The density d is equal to {1 + (n - 1)p}ρ.

Explanation:

According to the law of floatation, the cylinder will float in the liquid if the weight of the liquid displaced by it is equal to its weight.

Given:

• $\rho$ = density of first liquid.

• $n\rho$ = density of second liquid.

• L = length of the cylinder.

• d = density of the cylinder.

Let the area of cross-section of the cylinder be A, such that, the weight of the cylinder is given by

$\rm W_c = Mass \times g\\=density \times Volume\times g\\=d\times AL\times g.$

g is the acceleration due to gravity.

Given that the cylinder floats with its axis vertical and length pL(p < 1) in the denser liquid.
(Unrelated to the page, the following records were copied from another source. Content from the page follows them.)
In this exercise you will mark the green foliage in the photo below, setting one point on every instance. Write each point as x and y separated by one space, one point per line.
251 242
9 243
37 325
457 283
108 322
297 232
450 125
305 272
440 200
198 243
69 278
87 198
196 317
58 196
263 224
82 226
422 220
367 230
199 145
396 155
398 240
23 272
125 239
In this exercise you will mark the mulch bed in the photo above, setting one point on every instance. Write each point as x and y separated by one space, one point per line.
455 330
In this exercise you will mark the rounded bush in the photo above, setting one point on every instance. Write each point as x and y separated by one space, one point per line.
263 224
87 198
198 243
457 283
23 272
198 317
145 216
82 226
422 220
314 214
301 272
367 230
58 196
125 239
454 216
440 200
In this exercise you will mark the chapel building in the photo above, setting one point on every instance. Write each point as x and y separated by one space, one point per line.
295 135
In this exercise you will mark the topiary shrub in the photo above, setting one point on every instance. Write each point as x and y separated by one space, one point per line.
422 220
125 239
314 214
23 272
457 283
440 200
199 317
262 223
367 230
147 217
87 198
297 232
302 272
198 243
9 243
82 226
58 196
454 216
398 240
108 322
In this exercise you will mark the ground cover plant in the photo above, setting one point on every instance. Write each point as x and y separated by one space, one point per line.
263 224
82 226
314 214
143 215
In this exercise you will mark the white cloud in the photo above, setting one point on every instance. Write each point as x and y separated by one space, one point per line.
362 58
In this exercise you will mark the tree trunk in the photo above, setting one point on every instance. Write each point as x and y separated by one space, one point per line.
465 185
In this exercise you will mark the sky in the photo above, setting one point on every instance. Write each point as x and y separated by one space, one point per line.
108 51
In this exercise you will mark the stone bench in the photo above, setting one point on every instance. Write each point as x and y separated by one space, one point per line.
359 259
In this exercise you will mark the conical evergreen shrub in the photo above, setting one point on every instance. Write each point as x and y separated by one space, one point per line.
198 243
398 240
The volume of the denser liquid in which the cylinder is immersed is given by

$\rm V_1 = Cross-sectional\ area\ of\ the\ cylinder \times height\ of\ the\ liquid\\ V_1 = A\times pL.$

The volume of the less denser liquid in which the cylinder is immersed is given by

$\rm V_2 = Cross-sectional\ area\ of\ the\ cylinder \times height\ of\ the\ liquid\\ V_2 = A\times (L-pL) = AL(1-p).$

The weight of the liquids displaced is given by

$\rm W_l = (Mass\ of\ first\ liquid\times g)+(Mass\ of\ second\ liquid\times g)\\W_l=(density\ of\ first\ liquid\times volume\ of\ first\ liquid\times g)+(density\ of\ second\ liquid\times volume\ of\ second\ liquid\times g)\\W_l=n\rho\times V_1\times g+\rho\times V_2 \times g\\=n\rho\times ApL\times g+\rho \times AL(1-p)\times g\\=n\rho ApLg+\rho AL(1-p)g\\=\rho ALg(np+1-p)\\=\rho ALg(1+(n-1)p).$

According to the law of floatation,

$\rm W_c = W_l \\d\times AL\times g=\rho ALg(1+(n+1)p)\\\Rightarrow d = \rho (1+(n-1)p).$

Thus, option (4) is correct.